New Jersey, Flight Programs don’t administer blood products in the prehospital setting, but do administer TXA. The administration of TXA is based on specific vital signs for blunt trauma, who do not present with an isolated head injury etc. (e.g. HR >120, BP <90). Shock Index appears to be a much better indicator for the administration of TXA in blunt trauma. After all the following article was presented in 2012 from research >5 years ago.

This article was posted by Lauren Westafer, MD Emergency Medicine Chief Resident, Northampton, Massachusetts.

Shock Index – A Better Vital Sign in Trauma

The gist:  Don’t rely on a trauma patient’s normal vital signs to assume they’re hemodynamically stable. Rather, use the shock index (HR/SBP) to predict a patient’s need for massive transfusion.

The Shock Index (SI) is Heart Rate divided by Systolic Blood Pressure (HR/SBP)

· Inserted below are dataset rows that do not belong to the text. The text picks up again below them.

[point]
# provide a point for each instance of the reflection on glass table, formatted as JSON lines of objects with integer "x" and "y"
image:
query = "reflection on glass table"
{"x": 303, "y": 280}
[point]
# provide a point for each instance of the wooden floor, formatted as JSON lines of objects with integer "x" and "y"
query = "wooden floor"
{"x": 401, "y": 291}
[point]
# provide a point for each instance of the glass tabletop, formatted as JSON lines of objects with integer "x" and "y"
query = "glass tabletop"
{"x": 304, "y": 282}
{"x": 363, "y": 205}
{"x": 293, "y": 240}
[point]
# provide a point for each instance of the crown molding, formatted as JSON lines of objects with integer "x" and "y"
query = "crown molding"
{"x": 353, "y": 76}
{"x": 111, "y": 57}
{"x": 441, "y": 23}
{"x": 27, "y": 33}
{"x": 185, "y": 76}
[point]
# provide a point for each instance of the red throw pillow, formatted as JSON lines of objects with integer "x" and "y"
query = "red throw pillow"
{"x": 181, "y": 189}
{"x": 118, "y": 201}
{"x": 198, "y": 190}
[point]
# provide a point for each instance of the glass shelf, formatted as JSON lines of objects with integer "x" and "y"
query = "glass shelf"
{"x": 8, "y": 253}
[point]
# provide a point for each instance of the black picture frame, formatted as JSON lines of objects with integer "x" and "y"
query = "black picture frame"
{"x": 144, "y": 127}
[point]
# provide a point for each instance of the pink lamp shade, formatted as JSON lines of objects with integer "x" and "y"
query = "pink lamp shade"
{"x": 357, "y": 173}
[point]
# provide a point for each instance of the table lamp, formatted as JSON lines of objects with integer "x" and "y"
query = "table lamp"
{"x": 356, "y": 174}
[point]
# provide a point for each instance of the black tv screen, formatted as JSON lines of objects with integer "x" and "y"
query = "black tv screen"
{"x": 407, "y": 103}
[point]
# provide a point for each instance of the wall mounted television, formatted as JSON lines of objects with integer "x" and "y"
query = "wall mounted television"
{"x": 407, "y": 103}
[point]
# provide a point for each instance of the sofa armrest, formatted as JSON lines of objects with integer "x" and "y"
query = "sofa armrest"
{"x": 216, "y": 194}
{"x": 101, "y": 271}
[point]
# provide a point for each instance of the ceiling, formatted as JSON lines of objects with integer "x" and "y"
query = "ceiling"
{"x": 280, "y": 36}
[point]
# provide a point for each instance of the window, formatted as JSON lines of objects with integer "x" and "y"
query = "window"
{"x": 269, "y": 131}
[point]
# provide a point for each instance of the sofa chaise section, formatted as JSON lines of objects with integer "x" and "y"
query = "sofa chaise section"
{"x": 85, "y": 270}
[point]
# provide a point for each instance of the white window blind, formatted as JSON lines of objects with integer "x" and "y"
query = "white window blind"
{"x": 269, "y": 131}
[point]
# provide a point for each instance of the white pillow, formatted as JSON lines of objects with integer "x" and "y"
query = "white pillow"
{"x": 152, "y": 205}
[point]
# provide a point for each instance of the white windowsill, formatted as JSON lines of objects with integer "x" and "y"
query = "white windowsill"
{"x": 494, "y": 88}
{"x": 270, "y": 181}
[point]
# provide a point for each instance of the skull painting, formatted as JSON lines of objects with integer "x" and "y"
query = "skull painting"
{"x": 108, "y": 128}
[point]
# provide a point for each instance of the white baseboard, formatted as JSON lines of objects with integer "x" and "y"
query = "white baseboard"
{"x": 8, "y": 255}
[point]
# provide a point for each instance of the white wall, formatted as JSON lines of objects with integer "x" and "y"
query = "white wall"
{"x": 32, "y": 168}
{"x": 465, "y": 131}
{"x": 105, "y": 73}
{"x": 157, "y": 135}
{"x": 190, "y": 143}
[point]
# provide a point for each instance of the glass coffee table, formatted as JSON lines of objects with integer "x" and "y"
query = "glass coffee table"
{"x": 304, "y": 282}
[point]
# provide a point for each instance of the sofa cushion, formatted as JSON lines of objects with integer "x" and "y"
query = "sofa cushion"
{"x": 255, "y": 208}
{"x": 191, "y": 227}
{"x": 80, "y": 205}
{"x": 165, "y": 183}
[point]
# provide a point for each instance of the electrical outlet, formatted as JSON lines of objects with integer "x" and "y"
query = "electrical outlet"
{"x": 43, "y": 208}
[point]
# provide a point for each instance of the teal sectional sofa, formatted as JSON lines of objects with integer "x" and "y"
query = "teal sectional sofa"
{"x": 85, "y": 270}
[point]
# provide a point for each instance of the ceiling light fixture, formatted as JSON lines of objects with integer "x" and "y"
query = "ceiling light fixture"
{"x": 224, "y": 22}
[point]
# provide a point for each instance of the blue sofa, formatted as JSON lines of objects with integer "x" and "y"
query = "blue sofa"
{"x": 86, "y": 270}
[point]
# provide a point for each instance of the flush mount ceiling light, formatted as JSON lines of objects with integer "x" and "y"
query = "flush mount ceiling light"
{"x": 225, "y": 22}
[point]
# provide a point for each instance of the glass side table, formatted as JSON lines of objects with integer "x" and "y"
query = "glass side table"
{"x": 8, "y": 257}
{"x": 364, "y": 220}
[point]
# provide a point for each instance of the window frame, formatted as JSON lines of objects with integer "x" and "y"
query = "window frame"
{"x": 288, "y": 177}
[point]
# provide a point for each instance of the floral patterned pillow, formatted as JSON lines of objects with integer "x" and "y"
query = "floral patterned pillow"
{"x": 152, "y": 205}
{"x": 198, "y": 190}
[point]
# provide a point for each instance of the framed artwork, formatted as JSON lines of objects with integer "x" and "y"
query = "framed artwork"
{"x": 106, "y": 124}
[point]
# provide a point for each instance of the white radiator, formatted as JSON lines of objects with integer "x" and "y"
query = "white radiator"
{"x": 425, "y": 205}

  • Heart rate and blood pressure are often poor predictors of a patient’s perfusion status.  Patients notoriously crash, even if they never really become hypotensive or tachycardic (especially in the elderly!).  In trauma patients, a better assessment of a patient’s vital signs is the SI.

Normal SI = 0.5-0.7

  • SI > 0.9 then approach the patient as though they are actively bleeding
  • SI increases more than 0.3 at any point in care (prehospital to ED), then treat this as though the patient is actively exsanguinating
  • Don’t rule out bleeding if SI is within normal limits
  • Elderly patient multiply their age by the SI (Age x SI)
The Vandromme, et al paper in the Journal of Trauma in 2011 posited that the following holds true…
  • SI > 0.9  predicts twice the risk of massive transfusion
  • SI > 1.1 predicts four times the risk of massive transfusion
  • SI > 1.3 predicts nine times the risk of massive transfusion!
So, in trauma patients who come in with normal appearing vital signs, calculate the SI (and hopefully get a lactate and base deficit) before determining the patient is stable.